MGIC Prods Fannie, Freddie On Insurance Financing Break

Mortgage Guaranty Insurance Corp. is asking Fannie Mae and Freddie Mac to resume rewarding consumers who finance their mortgage insurance.

Currently, if a borrower with a 10% down payment finances a mortgage insurance premium equaling 2% of the home value, Fannie and Freddie treat the mortgage not as a 90% loan-to-value mortgage, but as a 92% LTV loan.

That triggers deeper insurance requirements, increasing the overall cost of mortgage insurance for the consumer.

MGIC wants the agencies to treat such loans as no different from any other 90% LTV loan, arguing that they actually perform better than loans on which the premium is not financed.

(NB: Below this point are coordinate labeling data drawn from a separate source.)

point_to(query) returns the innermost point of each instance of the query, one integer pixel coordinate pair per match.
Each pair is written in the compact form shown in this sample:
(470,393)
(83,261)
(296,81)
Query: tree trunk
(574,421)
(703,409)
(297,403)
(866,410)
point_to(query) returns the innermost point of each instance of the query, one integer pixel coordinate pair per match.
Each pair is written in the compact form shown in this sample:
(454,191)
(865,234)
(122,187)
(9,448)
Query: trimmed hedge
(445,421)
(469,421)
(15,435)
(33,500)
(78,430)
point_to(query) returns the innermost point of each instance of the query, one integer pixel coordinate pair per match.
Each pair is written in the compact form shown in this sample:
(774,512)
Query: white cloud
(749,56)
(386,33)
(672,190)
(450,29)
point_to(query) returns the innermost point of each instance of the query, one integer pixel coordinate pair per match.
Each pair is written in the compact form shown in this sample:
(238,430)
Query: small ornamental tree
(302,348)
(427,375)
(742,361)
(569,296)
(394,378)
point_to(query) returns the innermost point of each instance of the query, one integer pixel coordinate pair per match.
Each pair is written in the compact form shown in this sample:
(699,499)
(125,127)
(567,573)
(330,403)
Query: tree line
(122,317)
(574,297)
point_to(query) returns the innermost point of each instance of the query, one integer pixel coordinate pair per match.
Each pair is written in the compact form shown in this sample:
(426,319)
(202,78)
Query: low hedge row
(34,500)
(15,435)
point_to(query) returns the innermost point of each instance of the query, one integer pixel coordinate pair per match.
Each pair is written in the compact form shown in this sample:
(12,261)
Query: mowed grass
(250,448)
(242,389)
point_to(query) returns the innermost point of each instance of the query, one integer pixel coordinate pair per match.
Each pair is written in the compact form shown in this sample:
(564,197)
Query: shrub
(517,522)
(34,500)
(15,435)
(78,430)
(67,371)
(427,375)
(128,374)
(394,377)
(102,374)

MGIC introduced the financed premium option in 1988. Back then the agencies treated the loans more favorably, and MGIC wants them to return to that policy, said Geoff Cooper, director of corporate communications at the insurer.

In a confidential May 30 letter to Fannie Mae, MGIC's executive vice president, L.J. Pierzchalski, said consumers are turning to split mortgages as an alternative to buying insurance and that is draining business from MGIC and Fannie.

Typically, banks don't require mortgage insurance on an 80-10 or 75-15 split mortgage; they hold the smaller mortgage themselves and take the first loss, in the event of default. They may sell the first mortgage to investors.

"As a result, both MGIC and Fannie Mae are losing business and taking more risk. MGIC loses the mortgage insurance opportunity," the letter said. "Fannie Mae loses 10% to 15% of the purchase price in the form of second mortgages that go into a bank's portfolio," the letter continued.

MGIC sent a similar letter to Freddie Mac.